Thank you for your prompt responses guys. @Doron_Holan , I’ll try to change the driver to be a PnP one. It’s strange that documentation doesn’t mention anything about this, nor I can think of a reason why would this be restricted to PnP supporting drivers. The message looks as if something is not quite initialized, but I can’t really see what. Everything looked normal under Windbg. I had a close look at several examples, including the Microsoft’s sample driver, “thermalclient” and it’s very similar.
@Tim_Roberts , the missing call stack looks like this:

fffff6821cc4c5b0 fffff8002e931140 : 00005d78ae27d318 fffff6821cc4c6c8 fffff6821cc4c698 0000000000000000 : KMDF_RTC!SetupDeviceInterface+0x137 [C:\Users\durovicm\source\repos\KMDF_RTC\KMDF_RTC\KRTCTimer.cpp @ 78]
fffff6821cc4c670 fffff8002e932111 : 00005d78ae3f5d98 0000000000000000 fffff6821cc4c848 fffff6821cc4c828 : KMDF_RTC!AddTimerDevice+0x140 [C:\Users\durovicm\source\repos\KMDF_RTC\KMDF_RTC\KRTCTimer.cpp @ 202]
fffff6821cc4c7e0 fffff8002e932ceb : ffffa28750d02e30 ffffa2874c327000 ffffa2874c327000 ffffa287510b9de0 : KMDF_RTC!DriverEntry+0x141 [C:\Users\durovicm\source\repos\KMDF_RTC\KMDF_RTC\KRTCTimer.cpp @ 248]

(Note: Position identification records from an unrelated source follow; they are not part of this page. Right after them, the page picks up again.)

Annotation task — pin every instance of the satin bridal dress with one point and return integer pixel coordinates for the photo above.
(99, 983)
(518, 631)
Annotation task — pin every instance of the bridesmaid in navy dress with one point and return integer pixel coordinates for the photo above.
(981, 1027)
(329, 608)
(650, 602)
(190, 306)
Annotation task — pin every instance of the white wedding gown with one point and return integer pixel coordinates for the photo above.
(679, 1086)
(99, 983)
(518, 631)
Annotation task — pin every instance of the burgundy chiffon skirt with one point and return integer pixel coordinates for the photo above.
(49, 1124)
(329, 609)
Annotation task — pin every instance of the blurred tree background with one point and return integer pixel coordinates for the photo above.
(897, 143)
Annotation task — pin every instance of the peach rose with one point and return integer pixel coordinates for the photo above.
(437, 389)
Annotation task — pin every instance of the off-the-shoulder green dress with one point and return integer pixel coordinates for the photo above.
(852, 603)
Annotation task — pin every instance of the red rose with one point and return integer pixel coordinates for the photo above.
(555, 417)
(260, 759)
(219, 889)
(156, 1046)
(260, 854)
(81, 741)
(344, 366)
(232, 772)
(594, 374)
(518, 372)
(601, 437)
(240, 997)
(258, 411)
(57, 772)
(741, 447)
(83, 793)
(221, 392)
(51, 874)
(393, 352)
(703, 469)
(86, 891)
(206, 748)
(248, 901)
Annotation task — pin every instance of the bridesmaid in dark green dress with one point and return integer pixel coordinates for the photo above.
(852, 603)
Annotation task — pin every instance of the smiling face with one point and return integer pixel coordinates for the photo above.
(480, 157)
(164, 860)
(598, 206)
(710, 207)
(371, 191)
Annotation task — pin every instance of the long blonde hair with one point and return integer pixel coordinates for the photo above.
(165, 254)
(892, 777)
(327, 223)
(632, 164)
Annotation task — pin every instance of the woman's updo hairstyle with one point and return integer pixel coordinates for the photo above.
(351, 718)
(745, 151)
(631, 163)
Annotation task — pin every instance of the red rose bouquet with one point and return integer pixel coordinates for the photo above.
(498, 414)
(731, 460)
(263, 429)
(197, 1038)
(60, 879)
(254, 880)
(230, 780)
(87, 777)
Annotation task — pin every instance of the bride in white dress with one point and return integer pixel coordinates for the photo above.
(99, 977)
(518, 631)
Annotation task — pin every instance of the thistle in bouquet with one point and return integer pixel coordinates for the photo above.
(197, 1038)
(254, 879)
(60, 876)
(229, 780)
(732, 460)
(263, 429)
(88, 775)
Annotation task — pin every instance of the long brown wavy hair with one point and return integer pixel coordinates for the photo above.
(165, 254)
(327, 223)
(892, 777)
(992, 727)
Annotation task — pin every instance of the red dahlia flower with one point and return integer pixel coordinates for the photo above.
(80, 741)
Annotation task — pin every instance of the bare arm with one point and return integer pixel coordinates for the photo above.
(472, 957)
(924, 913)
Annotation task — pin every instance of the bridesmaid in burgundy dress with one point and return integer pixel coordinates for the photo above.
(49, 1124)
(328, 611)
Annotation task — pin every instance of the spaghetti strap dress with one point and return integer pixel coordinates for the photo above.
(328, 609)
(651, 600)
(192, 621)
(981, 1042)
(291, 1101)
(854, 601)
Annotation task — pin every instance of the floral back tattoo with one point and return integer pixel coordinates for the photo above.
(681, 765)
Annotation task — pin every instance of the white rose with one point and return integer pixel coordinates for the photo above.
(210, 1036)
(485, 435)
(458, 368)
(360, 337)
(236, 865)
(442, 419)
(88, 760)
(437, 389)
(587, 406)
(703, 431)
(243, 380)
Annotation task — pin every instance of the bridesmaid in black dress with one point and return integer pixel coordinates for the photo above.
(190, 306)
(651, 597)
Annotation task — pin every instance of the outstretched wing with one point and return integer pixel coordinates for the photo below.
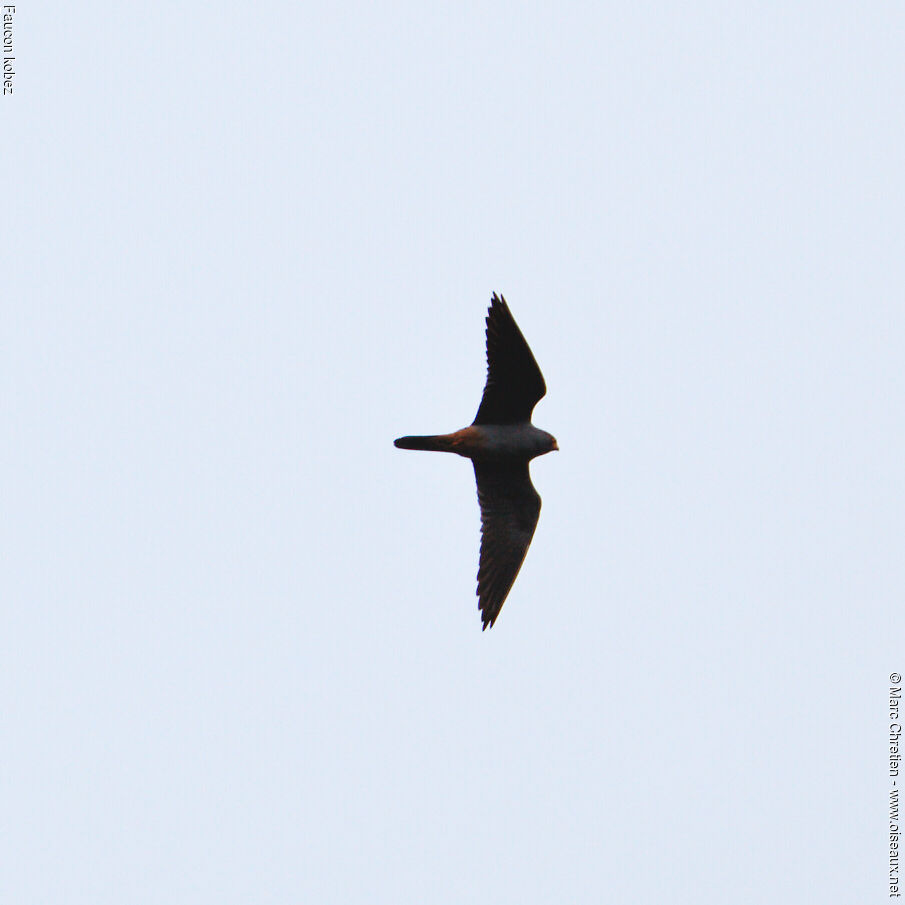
(510, 507)
(514, 381)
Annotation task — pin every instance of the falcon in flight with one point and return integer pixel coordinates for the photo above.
(500, 442)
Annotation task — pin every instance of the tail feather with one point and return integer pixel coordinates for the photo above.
(435, 443)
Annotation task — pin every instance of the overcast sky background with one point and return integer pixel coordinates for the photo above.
(246, 246)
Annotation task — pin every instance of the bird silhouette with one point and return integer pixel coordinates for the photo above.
(501, 441)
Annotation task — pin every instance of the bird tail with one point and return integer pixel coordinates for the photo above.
(434, 443)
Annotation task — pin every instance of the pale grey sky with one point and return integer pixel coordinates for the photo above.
(246, 246)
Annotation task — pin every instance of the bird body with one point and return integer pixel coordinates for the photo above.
(501, 442)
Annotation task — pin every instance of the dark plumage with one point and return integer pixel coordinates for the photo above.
(501, 442)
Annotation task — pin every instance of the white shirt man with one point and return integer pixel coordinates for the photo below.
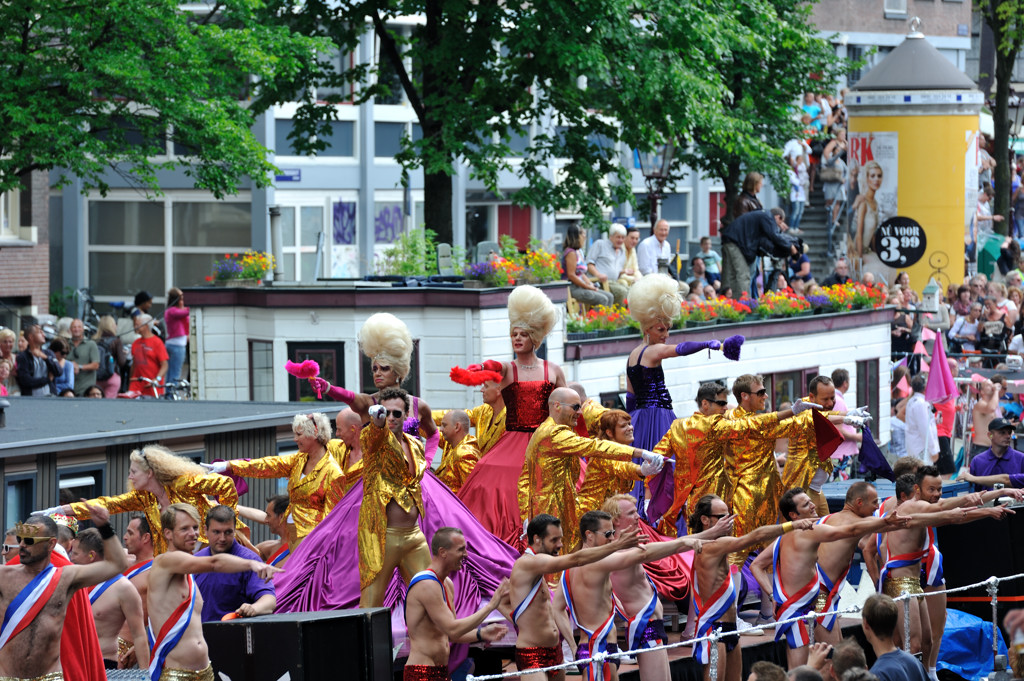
(922, 435)
(652, 248)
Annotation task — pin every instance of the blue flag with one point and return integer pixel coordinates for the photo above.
(871, 459)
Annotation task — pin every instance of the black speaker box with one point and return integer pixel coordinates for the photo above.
(303, 646)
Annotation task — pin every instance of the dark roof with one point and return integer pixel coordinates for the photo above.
(914, 65)
(38, 425)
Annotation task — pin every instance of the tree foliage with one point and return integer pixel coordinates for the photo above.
(1006, 18)
(97, 87)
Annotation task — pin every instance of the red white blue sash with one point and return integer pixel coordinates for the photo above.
(709, 610)
(597, 639)
(98, 590)
(171, 632)
(638, 623)
(521, 607)
(29, 602)
(431, 576)
(932, 564)
(138, 568)
(280, 555)
(787, 606)
(902, 560)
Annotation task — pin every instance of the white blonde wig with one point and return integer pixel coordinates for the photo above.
(385, 339)
(312, 425)
(654, 298)
(532, 311)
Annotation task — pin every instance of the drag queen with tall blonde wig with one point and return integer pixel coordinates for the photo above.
(654, 303)
(492, 491)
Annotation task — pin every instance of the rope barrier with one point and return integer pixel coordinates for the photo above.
(991, 584)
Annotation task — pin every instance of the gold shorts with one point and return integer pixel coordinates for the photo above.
(187, 674)
(895, 586)
(52, 676)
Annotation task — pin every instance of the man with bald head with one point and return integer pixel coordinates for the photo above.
(551, 469)
(345, 448)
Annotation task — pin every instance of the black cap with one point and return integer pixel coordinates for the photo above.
(999, 424)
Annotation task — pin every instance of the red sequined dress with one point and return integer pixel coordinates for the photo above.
(492, 491)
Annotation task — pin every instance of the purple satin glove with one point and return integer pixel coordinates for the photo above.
(689, 347)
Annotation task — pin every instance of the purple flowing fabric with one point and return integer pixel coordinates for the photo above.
(324, 571)
(649, 426)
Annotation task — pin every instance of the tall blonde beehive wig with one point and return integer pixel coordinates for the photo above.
(385, 339)
(654, 298)
(531, 310)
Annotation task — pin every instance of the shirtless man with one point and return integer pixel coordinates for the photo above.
(794, 559)
(906, 552)
(540, 625)
(30, 640)
(179, 648)
(115, 602)
(635, 597)
(138, 542)
(430, 611)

In terms of execution, SetupDeviceInterface was called immediately after a successful call to WdfDeviceCreate. So, from DriverEntry, I called AddTimerDevice, where I was actually creating the device, and then called SetupDeviceInterface from the point immediately after a successful call to WdfDeviceCreate. I’ve also tried calling it after WdfControlFinishInitializing, in case, as the dump showed, something else, hidden, needed to be properly set up, but it made no difference and the crash happened again when calling WdfDeviceAddQueryInterface

milan_durovic · December 6, 2021, 10:48pm

PS. seems like someone else faced exactly the same problem, in this forum: https://community.osr.com/discussion/292650/publishing-a-device-driver-interface-ddi-from-a-control-driver

Peter_Viscarola_OSR · December 6, 2021, 10:54pm

… and looks like he got the same answer.

Since you fell into this hole, you might want to do a righteous act and file a bug in that doc page.

Peter

milan_durovic · December 7, 2021, 12:51am

I shall. Thanks everyone for your help.

Doron_Holan · December 7, 2021, 1:32am

I wouldn’t make the driver pnp just for this feature, but maybe you have other reasons. You can add support by pre processing pnp tips and manually handling the query (and all the other random pnp requests that will come through). Why is it tied to a pnp WDF device? For the reasons stayed above AND if you look at how QI is used, the target is found through a device interface (pnp only) or sent by a driver in a pnp stack.